Welcome to episode 83! Today, I’m joined by writer and body image advocate, Laura Delarato.
Today, we’re getting into all things self-love, sex, and travel. Being comfortable with has a big influence on both your sex life and your travel, and we are going to dive deep and talk about ways that you can become more comfortable with yourself so that you can live your best sex and travel life.
Let’s get into it:
[02:36] A bit about Laura.
After struggling with eating disorders for many years, Laura started working at The Pleasure Chest sex toy shop, where she learned how to teach people to make good decisions for their bodies for pleasure. She then realized that she wasn’t making those decisions for herself, and her body image and sex education worlds merged.
[06:51] Body image affects everything.
Your body image can dictate what you’re willing to do, and that has nothing to do with how your body actuallylooks – it’s all about how you view your body that affects the things you do or don’t do and how you feel.
You could have what society sees as “the perfect body” and still have body image issues. You could also be a larger person who has worked on their body image and feel good about your body.
[10:17] Self-love and travel.
When you’re traveling, you need to rely on yourself, and you can only really do that if you know yourself, and knowing yourself requires you to love yourself.
Travel also allows you to discover things about yourself, which increases your confidence and improves your self-love.
[15:10] Solo travel.
When Laura travels solo, she thinks of herself as a character.
When I travel solo, I always ask myself, “what would EJ The Travel Diva do?” And then I get out there and do it.
Many people make solo travel sound easy. It’s not easy. It gets easier over time, but no one talks about what it’s like at first when you need to pump yourself up to do things.
[20:08] Going on a vacation with someone you’re not in a relationship with.
It’s really cool how people are breaking the mold of the traditional ideas of relationships.
When travelling with someone else, it’s important to talk about boundaries. With partners or lovers, Laura has a “Yes, No, Maybe” list to help keep bodies and hearts safe.
[27:42] Getting partners to go on a vacation to a nude resort.
Instead of focusing on trying to get a partner to do something, Laura suggests reframing it as an experience for all parties involved.
Having an open discussion using the “Yes, No, Maybe” list could be helpful in discovering how your partner feels about certain situations, and perhaps whether or not there is some compromise to be made so that everyone can feel comfortable on their own terms.
[34:14] Taking amazing nude pictures.
Taking nude photos are an amazing expression of self-love.
There’s an entire industry that has the sole purpose of telling us how we should or shouldn’t look.
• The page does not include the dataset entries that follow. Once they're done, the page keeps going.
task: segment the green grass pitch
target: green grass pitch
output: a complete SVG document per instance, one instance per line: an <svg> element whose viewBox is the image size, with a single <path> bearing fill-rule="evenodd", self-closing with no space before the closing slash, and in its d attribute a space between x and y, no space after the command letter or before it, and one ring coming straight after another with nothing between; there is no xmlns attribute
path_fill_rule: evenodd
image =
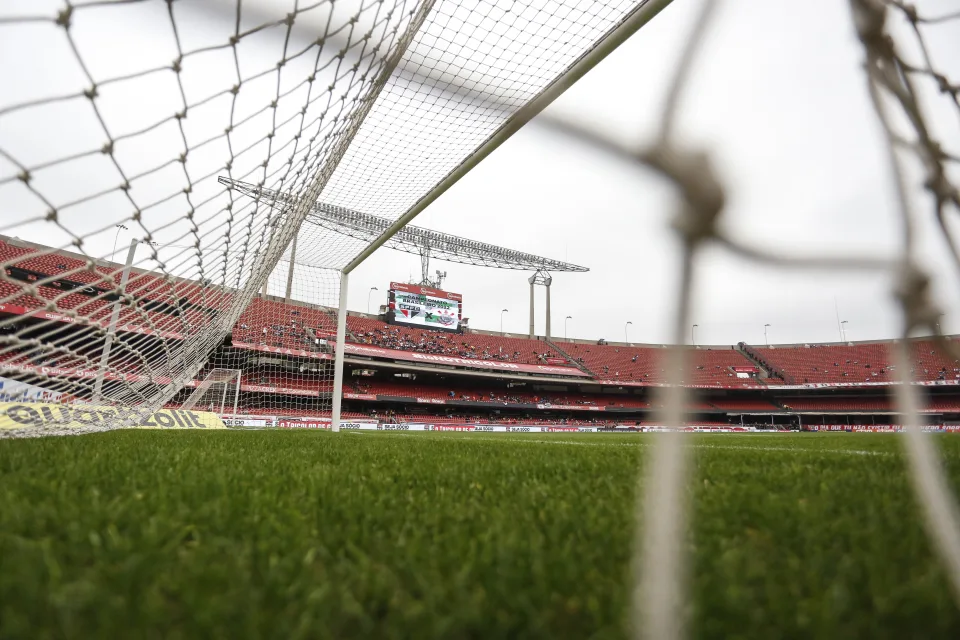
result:
<svg viewBox="0 0 960 640"><path fill-rule="evenodd" d="M624 637L650 442L0 441L0 637ZM960 489L960 438L938 442ZM686 443L693 637L960 637L898 437Z"/></svg>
A key part of feeling comfortable with how we look is to take small steps to feeling good with our naked selves. The more our brains see ourselves feeling comfortable being naked, the more confident we become with how we look.
On the days that you‘re having a bad body image day, you have the photos to look back on to remind yourself that you have felt good about yourself before.
[40:45] How to not judge yourself.
Judgement and shame are strongly connected to how we grew up and what we were told about ourselves.
Give yourself time to unpack and figure out whether or not the things you were told are valid, and if they’re not, work at undoing the conditioning around those things so that you can feel less judgement and shame towards yourself.
Laura suggests thinking about those judgements as coming from someone who isn’t yourself. Would you accept those words coming from a random person in the street? Call out the voice in your head as you would if it was coming from someone else.
[46:35] The shame around vacation flings.
On vacation flings, it’s a great opportunity to assert your values and boundaries, and to practice those things in a way that you typically wouldn’t.
As a society, we need to separate the ideas of pleasure and morality.
A vacation fling is pleasurable, but society would view it as taboo or immoral. We all deserve that pleasure and to advocate for that pleasure, especially as a way to get to know ourselves.
[55:43] My Pleasure: An Intimate Guide to Loving Your Body and Having Great sex.
This book is a journey of self-discovery, self-love, and pleasure.
Every person’s experience is different, and the book serves to help people experience pleasure through discovery and growth.
Every person deserves pleasure, and putting pleasure first allows us to make good decisions for ourselves. These decisions inform how we walk through the world.
I hope this episode has helped you think positively about your own pleasure, and that you take the first step on your journey to self-love so that you can become a better traveler, experience the world with confidence, and live your best life.